If you are in a business where you have employees out on the road, you probably know the beauty of per diems. First, there is the administrative ease of paying someone a flat rate per day they are on the road and not having to worry about expense receipts. Second, you might view it as a bit of a non-taxable perk to your employees since they get the full per diem tax-free whether or not they spend it all, so they might live frugally on the road and pocket the balance.
But there is more to the story, because there is increased IRS scrutiny in this area. We have recently seen two of our clients (one in construction, the other in professional services) get audited by the IRS on the per diems they paid. Also the IRS has recently released guidance regarding whether a taxpayer is subject to the 50% meals & entertainment deductibility limitation on per diems paid. Let’s explore these risk areas and talk about some strategies.
The 50% Deductibility of Per Diems
It comes as a surprise to some people that they can’t deduct 100% of their per diems paid, since they view this as an unavoidable cost of doing business. Sure, they understand that executives or salespeople can’t wine and dine customers and get a full tax deduction, but these per diems are often being paid to manual laborers who are probably just eating at McDonald’s. But the law is clear that a per diem paid for meals is subject to the same 50% deductibility limit as that fancy dinner with the client. So when you pay a $46 meals & incidental expenses (M&IE) per diem (this is the current Federal CONUS rate for most areas), you will only get to deduct $23 on your tax return. How can you get around this?
Some taxpayers get around this by saying the per diem they are paying is a combined rate for lodging and M&IE. Nothing says you have to pay an employee the full combined government-sanctioned per diem rate (currently $123), so theoretically you could pay $46 and treat it as for lodging and M&IE. Then, you would only treat 40% of the $46 as M&IE, meaning the other 60% is fully deductible (in addition to the 40% being half-deductible). This gets you a tax deduction of $37 instead of the $23 above if the per diem is considered all M&IE. Effectively, a combined per diem is 80% deductible. In order for this strategy to work, you better be able to prove to IRS’ satisfaction that you did not directly pay or reimburse for lodging for the employee, and also that the employee actually incurred lodging costs.
Pigs get fat and hogs get slaughtered, and some taxpayers feel that the ability to deduct 80% of their combined per diem is not good enough. So they want to argue that the per diem they pay is all for lodging and none for M&IE, thus 100% deductible. Well, the IRS is on to that trick and, via legally binding Revenue Procedures, they have prevented this argument from working. The Associated General Contractors of America has been lobbying for a lodging-only per diem for some time but has not had any success. Therefore, this is not currently a viable strategy.
As a side note, the 50% deductibility limit on meals is increased to 80% deductible for workers subject to the Department of Transportation’s “hours of service” limits. This is a different issue than the combined per diem being 80% deductible above. So if you pay per diems to employees subject to these DOT rules, be sure to track those per diems separately.

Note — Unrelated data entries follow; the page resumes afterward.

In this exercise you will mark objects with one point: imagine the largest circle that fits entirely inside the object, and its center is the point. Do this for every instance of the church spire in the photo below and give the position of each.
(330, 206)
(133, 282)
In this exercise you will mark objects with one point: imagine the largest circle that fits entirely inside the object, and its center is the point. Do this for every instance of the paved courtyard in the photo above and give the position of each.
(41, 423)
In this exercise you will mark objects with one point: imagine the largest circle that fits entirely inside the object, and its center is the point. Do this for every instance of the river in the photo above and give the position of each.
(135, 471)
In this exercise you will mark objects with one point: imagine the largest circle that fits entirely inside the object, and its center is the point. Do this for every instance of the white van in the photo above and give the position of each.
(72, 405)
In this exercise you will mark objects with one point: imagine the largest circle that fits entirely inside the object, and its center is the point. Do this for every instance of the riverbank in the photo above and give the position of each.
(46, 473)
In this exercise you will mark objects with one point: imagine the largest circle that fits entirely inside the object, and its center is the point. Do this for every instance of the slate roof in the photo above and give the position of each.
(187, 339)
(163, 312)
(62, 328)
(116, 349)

Recent IRS Developments re: Which Taxpayer is Subject to the Limited Deductibility of M&IE Per Diem
So, if you can’t make the per diem 100% deductible by playing with the lodging vs. M&IE proportions, what other strategies do you have?

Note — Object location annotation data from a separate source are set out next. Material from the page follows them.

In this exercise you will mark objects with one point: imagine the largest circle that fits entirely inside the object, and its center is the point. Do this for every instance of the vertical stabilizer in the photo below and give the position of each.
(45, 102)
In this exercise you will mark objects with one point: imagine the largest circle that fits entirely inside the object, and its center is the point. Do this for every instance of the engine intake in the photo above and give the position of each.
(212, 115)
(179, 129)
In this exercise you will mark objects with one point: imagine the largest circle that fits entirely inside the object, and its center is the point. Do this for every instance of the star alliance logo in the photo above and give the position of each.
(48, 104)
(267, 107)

One is to treat the per diem as taxable compensation to your employees. This may upset your employees on the surface, but if there is enough of a tax rate differential between your company vs. your employees, then you might be able to make this a win-win situation where the company and the employees both end up with more money in their pockets after tax. This will likely only work in limited situations, and it will be an intensive calculation to arrive at that balance between wages vs. per diem, but it could work. Then your employees would claim the per diem rate as an itemized deduction for employee business expenses on their Form 1040, subject to the 50% limitation for the M&IE portion of the per diem.

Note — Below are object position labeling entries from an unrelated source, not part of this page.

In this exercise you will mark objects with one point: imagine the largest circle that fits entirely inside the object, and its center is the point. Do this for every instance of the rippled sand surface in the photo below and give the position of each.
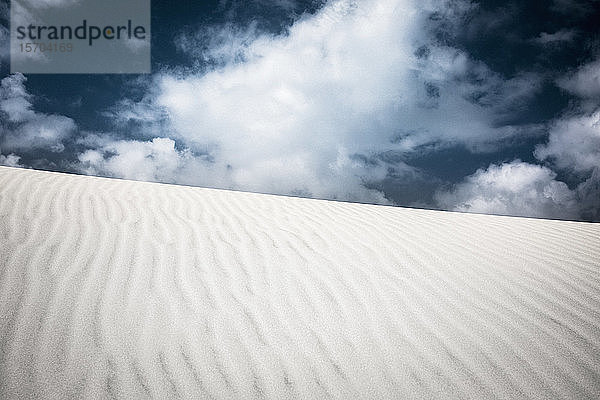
(120, 289)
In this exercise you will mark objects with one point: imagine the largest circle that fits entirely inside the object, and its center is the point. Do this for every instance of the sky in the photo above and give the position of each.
(476, 106)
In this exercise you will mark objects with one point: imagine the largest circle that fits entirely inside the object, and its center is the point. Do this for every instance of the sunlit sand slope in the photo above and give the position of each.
(120, 289)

Another option a company could use in order to get their per diems paid to be 100% deductible is to pass the deduction limit on to their customers. The IRS recently released guidance on when and how this is permissible. Essentially, as long as the company and its customer agree in writing, and the company bills the customer an amount that is a direct reimbursement of the per diems paid to its employees, then the customer can be the taxpayer subject to the deduction limit on the M&IE portion of the per diem. There are two primary instances where this strategy could work. First, if the customer is a governmental entity or a not-for-profit organization, then they wouldn’t care about the limit on M&IE since they don’t pay taxes anyway. Second, especially for construction contractors, generally what the customer is buying is an asset that will be depreciable over 15 to 39 years, so by passing the limit on to the customer, it would only reduce their depreciation deduction a little bit each year over that time frame. So although the customer would ultimately pay more tax, much of the tax would be paid long in the future (as compared to immediately for the construction contractor), so possibly the contractor and the customer could work out an adjustment to the contract to make this a win-win situation.
As you can see, per diems are not an area where you can just recklessly cut some checks and not worry about the consequences. There are a host of risks and strategies in this area for your company, in addition to possible risks for your employees. If your company pays per diems, or is considering paying per diems, make sure to discuss this area with your accountant.